# Waxstock Food & Drink



## camerashy

First time to Waxstock is there places inside to get something to eat and drink.
Thanks


----------



## Puntoboy

Yes there is. Not the cheapest, but there are places available. 


Sent from my iPhone using Tapatalk


----------



## Hereisphilly

As above, limited availability with high prices 
We always nip out to the burger king just down the road


----------



## Soul boy 68

I was wondering where to go for food during the event, I've read the the indoor food is silly money. Is there more than just Burger king? any Chinese, Curry, Pizza or local supermarkets?


----------



## dubstyle

Just walk across the road that what i've done.

There a retail park with Frankie and bennys, pizza hut, chiquito, burger king


----------



## camerashy

Hereisphilly said:


> As above, limited availability with high prices
> We always nip out to the burger king just down the road


So can you come out of the event and get back in without having to pay again??


----------



## Hereisphilly

camerashy said:


> So can you come out of the event and get back in without having to pay again??


Sure can, you get given a wristband which lets you past security no probs

We make regular trips back to the car to drop off purchases that saves the armache carrying stuff round all day

Sent from my Pixel XL using Tapatalk


----------



## inderjitbamra

Hi Camerashy,

You'll find many places to eat 'outside' of the Waxstock event.
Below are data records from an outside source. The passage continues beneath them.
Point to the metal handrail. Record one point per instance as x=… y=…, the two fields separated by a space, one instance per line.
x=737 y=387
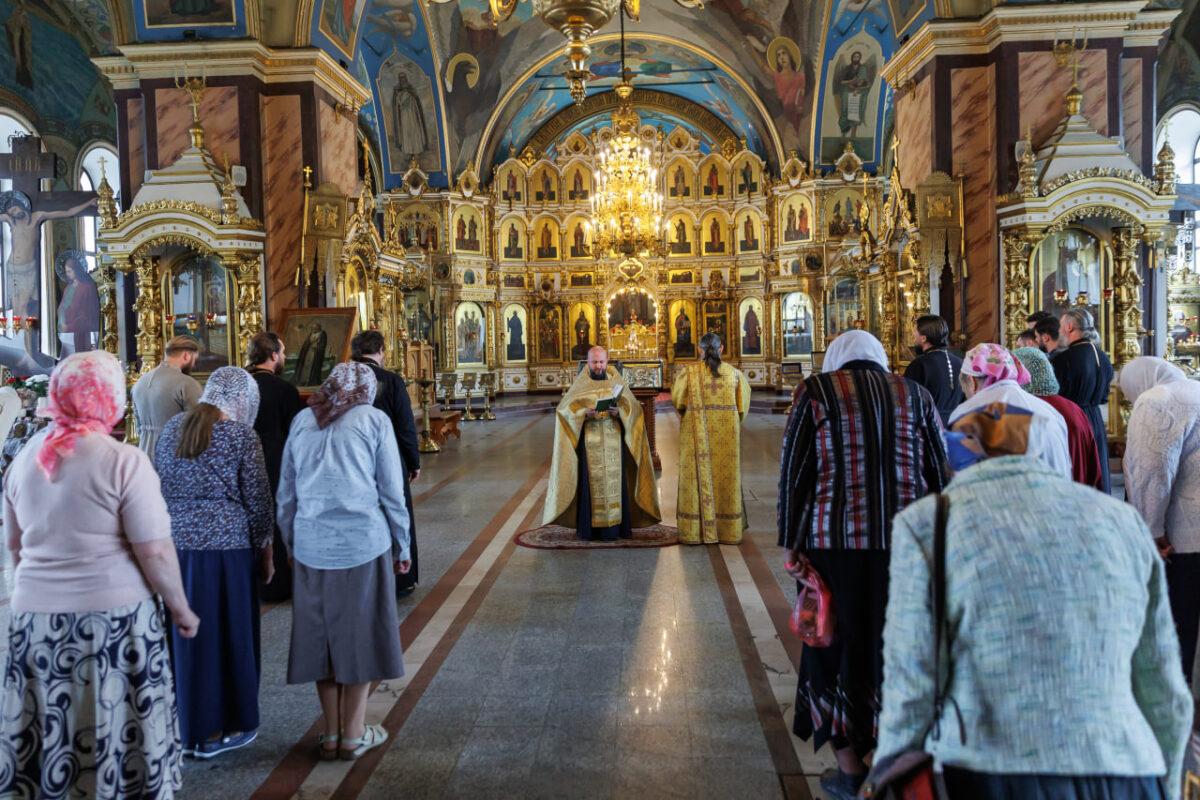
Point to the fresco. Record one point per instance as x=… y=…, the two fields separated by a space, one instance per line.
x=739 y=32
x=655 y=65
x=851 y=103
x=408 y=98
x=393 y=43
x=185 y=13
x=47 y=68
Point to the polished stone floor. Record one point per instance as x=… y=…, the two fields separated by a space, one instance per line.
x=651 y=673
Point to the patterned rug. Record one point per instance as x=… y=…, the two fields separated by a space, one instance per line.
x=556 y=537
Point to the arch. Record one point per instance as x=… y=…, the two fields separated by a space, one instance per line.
x=1182 y=125
x=771 y=131
x=713 y=178
x=514 y=238
x=748 y=230
x=721 y=244
x=679 y=179
x=547 y=239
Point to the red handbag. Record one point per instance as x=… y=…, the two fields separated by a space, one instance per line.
x=813 y=618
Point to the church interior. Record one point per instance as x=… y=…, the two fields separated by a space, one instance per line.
x=501 y=187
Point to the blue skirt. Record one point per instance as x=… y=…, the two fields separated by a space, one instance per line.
x=982 y=786
x=217 y=673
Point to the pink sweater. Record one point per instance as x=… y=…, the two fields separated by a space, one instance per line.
x=75 y=533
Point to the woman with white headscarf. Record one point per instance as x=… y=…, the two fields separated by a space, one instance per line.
x=88 y=703
x=343 y=517
x=861 y=444
x=214 y=479
x=1162 y=476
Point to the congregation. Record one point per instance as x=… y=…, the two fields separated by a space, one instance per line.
x=994 y=603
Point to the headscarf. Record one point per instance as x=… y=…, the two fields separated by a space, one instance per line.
x=1144 y=373
x=994 y=364
x=233 y=391
x=87 y=395
x=348 y=385
x=1043 y=383
x=853 y=346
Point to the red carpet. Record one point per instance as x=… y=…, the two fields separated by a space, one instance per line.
x=556 y=537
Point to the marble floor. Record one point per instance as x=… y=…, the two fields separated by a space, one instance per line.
x=649 y=673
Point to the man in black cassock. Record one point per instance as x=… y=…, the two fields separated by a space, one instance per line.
x=391 y=398
x=279 y=402
x=1085 y=376
x=935 y=367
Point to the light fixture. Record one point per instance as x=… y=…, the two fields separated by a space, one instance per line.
x=627 y=204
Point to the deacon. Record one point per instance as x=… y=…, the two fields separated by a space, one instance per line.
x=601 y=477
x=1085 y=377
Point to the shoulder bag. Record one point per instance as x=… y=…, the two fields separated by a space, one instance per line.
x=910 y=775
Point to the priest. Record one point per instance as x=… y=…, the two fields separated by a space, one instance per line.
x=601 y=480
x=1085 y=377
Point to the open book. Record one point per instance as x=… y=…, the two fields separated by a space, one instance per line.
x=605 y=403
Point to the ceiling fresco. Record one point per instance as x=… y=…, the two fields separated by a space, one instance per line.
x=664 y=66
x=53 y=73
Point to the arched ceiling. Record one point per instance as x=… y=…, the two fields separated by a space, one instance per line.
x=660 y=65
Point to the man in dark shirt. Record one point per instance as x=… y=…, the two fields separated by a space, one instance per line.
x=279 y=402
x=1048 y=335
x=935 y=367
x=391 y=398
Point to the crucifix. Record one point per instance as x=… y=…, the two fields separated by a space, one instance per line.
x=25 y=208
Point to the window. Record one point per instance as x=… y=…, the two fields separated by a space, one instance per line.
x=90 y=170
x=1182 y=125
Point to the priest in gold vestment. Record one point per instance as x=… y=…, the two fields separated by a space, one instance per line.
x=713 y=400
x=601 y=479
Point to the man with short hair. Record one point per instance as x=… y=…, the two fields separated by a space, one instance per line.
x=1047 y=332
x=391 y=397
x=277 y=405
x=1085 y=376
x=165 y=391
x=601 y=480
x=1037 y=317
x=935 y=367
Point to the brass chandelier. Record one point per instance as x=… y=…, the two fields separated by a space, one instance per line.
x=627 y=204
x=577 y=20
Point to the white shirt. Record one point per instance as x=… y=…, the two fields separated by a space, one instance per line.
x=341 y=499
x=1048 y=429
x=1162 y=462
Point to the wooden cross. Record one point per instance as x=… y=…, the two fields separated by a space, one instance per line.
x=27 y=167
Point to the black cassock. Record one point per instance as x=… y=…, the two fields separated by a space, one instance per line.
x=1085 y=376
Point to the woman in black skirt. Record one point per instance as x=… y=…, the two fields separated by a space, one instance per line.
x=861 y=444
x=214 y=480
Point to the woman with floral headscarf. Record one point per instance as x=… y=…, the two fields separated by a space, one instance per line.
x=1001 y=419
x=1162 y=474
x=342 y=513
x=214 y=479
x=90 y=539
x=1085 y=455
There is a retail park about a 5 minute walk away, it is hard to miss!

They'll have:

*AuntieAnne's*
Our skilled staff hand roll and freshly bake our full range of sweet and savoury Pretzels in full view of our customers in an open 360 degree kiosk environment.

*Burger King*
Providing a great variety of fast food from freshly cooked burgers to sandwiches and salads.

*Chiquito*
At Chiquito they're passionate about food, with dishes made from the tastiest of ingredients, packed full of flavour! Whether your flavour is Tex or Mex there is something for everyone… sizzling specials, hot fajitas or Mexican favourites for the more adventurous.

*Costa*
At Costa, the art of coffee making is taken very seriously, as it takes time and skill to perfect. Costa has with 40 years of experience, in doing so. Now you just have to make a decision -which cup will you go for in-store today?

*DECKS*
Take the weight off your feet and fill your boots with classic British favourites. From full English breakfast and British roasts - with all the trimmings to cracking cakes served with a proper cuppa. For wholesome, honest, real food eat at Decks.

*Frankie & Benny's*
Bringing together the best of classic American and Italian in both style and cuisine. They specialise in home-style cooking "just like Mamma used to make it!" It's a great place to take the entire family and represents excellent value for money.

*Greggs*
Our popular store in … contains all your favourite freshly-baked savouries, handmade sandwiches, delicious sweet range, a hearty breakfast selection and a great range of snacks and drinks, hot and cold. As well as our more indulgent selection, we also offer a delicious range of Healthier Options products, designed with the health conscious in mind.

*Pizza Hut*

*Starbucks*
Fine coffees, frappuccinos and teas plus a range of light snacks

*Subway*

Cheers,


----------



## Pittsy

inderjitbamra said:


> *AuntieAnne's*
> Our skilled staff hand roll and freshly bake our full range of sweet and savoury Pretzels in full view of our customers in an open 360 degree kiosk environment.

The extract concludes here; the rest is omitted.